Anche la cultura al servizio della ricostruzione: protocollo fra Comune di Norcia e Maxxi

Siglato un protocollo d'intesa fra la fondazione che gestisce il museo di arte contemporanea di Roma e la città della Valnerina. Il presidente Giuli: Cultura è potente motore di sviluppo sociale ed economico e una fonte inesauribile di energie per lo spirito dei luoghi e delle persone"
Anche il mondo della cultura vuole dare il suo contributo alla ricostruzione post sisma della Valnerina. A Norcia il Commissario alla ricostruzione Guido Castelli ha incontrato il presidente della Fondazione MAXXI, il museo di arte contemporanea di Roma Alessandro Giuli. L’incontro ha coinvolto i primi cittadini umbri e si è tenuto presso il centro polifunzionale DigiPass.
Presenti anche l’assessore a cultura e ricostruzione della Regione Umbria, Paola Agabiti, e il vicesindaco del Comune di Norcia, Giuliano Boccanera.
L’occasione è stata l’attuazione del protocollo d’Intesa tra la struttura commissariale Sisma 2016 e la Fondazione MAXXI, finalizzato allo sviluppo di progetti di rigenerazione urbana e territoriale legati all’economia della cultura.

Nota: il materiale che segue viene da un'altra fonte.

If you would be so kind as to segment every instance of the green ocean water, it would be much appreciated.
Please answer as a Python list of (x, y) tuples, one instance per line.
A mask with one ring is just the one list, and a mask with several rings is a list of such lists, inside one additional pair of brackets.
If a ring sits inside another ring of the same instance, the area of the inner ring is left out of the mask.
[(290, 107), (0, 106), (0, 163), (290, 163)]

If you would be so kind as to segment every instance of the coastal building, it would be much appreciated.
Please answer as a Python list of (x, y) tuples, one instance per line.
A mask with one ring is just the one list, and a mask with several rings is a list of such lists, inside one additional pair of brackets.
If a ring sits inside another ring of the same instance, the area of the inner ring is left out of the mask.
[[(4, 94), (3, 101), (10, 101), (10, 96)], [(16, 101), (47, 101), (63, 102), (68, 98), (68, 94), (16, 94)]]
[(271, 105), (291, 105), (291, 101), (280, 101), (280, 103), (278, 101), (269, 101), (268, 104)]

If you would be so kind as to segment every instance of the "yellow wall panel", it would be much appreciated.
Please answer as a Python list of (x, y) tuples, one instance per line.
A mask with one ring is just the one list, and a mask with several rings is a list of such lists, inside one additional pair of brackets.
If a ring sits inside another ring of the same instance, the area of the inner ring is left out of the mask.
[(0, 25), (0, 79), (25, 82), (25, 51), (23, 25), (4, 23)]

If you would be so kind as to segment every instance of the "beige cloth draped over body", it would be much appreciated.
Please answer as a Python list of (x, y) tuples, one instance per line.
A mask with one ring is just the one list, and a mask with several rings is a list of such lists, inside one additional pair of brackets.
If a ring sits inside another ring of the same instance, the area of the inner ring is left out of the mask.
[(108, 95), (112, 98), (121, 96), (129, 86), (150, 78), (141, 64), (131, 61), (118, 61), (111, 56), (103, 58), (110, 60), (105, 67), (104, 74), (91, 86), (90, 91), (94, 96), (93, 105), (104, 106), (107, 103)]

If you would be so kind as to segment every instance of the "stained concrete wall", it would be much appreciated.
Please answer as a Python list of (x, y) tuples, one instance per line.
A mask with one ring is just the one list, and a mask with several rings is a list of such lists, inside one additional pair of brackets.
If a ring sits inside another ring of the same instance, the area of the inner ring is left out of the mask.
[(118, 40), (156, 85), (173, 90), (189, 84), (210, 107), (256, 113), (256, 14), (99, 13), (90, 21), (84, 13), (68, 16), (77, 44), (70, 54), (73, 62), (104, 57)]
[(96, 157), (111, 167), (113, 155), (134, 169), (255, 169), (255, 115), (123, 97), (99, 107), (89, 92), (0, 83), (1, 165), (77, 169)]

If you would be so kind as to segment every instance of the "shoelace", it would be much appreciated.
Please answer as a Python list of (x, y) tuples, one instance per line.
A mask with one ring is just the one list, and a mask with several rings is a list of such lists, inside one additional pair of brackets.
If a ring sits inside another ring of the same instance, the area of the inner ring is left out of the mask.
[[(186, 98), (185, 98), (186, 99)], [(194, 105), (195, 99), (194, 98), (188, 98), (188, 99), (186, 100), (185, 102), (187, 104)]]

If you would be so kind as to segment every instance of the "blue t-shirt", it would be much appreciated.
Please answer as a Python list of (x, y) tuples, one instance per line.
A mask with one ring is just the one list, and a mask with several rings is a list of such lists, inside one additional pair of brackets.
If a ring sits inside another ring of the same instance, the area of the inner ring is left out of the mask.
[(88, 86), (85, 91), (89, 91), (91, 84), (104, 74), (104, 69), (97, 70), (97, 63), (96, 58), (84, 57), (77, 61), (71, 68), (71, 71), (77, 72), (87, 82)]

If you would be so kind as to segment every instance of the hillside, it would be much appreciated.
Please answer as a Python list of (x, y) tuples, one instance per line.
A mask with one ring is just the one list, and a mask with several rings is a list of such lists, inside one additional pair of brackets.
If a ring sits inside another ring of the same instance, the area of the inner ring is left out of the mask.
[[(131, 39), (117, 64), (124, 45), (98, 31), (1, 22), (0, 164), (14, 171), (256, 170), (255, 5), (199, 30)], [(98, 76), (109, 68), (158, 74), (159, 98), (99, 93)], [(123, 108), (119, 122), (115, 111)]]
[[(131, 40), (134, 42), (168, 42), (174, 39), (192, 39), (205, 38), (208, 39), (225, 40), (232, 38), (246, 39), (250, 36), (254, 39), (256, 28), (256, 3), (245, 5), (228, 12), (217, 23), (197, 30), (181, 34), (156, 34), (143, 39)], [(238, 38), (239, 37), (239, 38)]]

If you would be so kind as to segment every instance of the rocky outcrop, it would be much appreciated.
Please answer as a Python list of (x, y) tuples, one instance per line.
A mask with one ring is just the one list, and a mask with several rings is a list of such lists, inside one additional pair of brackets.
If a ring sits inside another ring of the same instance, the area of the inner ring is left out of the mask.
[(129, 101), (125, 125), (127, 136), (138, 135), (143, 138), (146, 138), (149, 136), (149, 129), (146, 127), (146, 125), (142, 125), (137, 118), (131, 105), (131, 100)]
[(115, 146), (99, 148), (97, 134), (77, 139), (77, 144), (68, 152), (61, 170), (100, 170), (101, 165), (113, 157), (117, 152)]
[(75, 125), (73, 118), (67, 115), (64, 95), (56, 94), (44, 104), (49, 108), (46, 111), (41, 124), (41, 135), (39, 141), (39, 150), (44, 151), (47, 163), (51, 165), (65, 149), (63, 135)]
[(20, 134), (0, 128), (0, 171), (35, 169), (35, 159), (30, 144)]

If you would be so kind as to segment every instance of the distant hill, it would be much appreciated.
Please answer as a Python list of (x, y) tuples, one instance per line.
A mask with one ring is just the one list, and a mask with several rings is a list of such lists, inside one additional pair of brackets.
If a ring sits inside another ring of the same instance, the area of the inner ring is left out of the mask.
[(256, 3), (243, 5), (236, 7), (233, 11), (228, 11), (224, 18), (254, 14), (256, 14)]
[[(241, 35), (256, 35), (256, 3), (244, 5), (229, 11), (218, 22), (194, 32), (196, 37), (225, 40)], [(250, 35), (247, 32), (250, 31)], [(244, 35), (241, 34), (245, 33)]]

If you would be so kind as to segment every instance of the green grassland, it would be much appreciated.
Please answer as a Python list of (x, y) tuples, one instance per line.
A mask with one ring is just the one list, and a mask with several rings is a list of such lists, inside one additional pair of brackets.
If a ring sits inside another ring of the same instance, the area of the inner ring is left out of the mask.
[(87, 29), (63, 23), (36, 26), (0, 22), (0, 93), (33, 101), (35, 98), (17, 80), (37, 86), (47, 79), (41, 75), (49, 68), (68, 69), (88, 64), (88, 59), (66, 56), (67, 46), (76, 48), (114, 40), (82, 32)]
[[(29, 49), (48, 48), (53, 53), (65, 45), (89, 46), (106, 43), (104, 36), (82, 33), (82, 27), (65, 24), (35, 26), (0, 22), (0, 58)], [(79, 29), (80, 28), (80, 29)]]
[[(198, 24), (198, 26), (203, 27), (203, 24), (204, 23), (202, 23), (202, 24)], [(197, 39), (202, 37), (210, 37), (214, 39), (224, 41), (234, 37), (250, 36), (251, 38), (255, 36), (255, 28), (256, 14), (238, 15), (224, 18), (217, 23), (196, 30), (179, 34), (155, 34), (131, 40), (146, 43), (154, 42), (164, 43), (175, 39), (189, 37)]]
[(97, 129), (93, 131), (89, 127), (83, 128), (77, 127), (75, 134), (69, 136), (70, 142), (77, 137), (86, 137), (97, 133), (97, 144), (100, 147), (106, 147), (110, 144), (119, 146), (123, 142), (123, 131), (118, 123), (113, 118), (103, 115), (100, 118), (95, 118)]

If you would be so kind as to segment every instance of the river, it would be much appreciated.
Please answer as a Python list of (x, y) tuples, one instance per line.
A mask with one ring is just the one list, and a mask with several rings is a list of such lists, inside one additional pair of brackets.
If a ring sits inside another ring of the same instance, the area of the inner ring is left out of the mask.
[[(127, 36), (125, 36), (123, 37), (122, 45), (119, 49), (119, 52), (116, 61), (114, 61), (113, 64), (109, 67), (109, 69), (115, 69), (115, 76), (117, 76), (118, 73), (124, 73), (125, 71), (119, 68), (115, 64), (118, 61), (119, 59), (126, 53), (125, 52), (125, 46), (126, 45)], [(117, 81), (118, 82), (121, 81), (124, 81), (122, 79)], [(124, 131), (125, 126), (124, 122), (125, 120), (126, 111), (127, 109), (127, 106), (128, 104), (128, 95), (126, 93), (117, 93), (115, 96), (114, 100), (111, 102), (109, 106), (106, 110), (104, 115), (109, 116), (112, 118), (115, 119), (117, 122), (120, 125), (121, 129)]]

A fare gli onori di casa il vicesindaco di Norcia Giuliano Boccanera.
L’obiettivo del protocollo è supportare i Comuni del cratere nella rigenerazione urbana e territoriale legata alle risorse territoriali, all’economia culturale e sociale.
Tra le finalità dell’accordo, l’istituzione di un gruppo di lavoro per lo sviluppo economico, culturale e sociale dei borghi e dei territori.
Il “Gruppo Borghi” presso la Struttura Commissariale è al lavoro per mettere a sistema i temi legati alla ricostruzione, tra cui la transizione digitale ed energetica, e valorizzare i legami umani attraverso innovazioni nel campo dell’arte, dell’architettura, della scienza e dell’intelligenza artificiale.
Il contributo culturale nella ricostruzione e la sfida del Maxxi
Il Commissario Guido Castelli ha sottolineato l’importanza di investire nella conservazione dei luoghi storici e nella rigenerazione culturale per arricchire il centro Italia dal punto di vista economico e per condividere con il mondo la bellezza di questa terra e della sua comunità amorevole.
Dal canto suo, Giuli ha invece messo a disposizione le competenze del Museo nazionale dedicato alla creatività contemporanea per la ricostruzione materiale e immateriale dei territori colpiti dal sisma, ricordando come "la cultura sia un potente motore di sviluppo sociale ed economico e una fonte inesauribile di energie per lo spirito dei luoghi e delle persone".
L'assessore alla cultura e alla ricostruzione della Regione Umbria, Paola Agabiti, ha invece evidenziato che "le azioni e i progetti innovativi condivisi con i sindaci rappresentano un volano di sviluppo e rigenerazione per l’Umbria, trasformando le sfide in opportunità attraverso l’industria culturale, il turismo ecosostenibile e l’attenzione alla sostenibilità".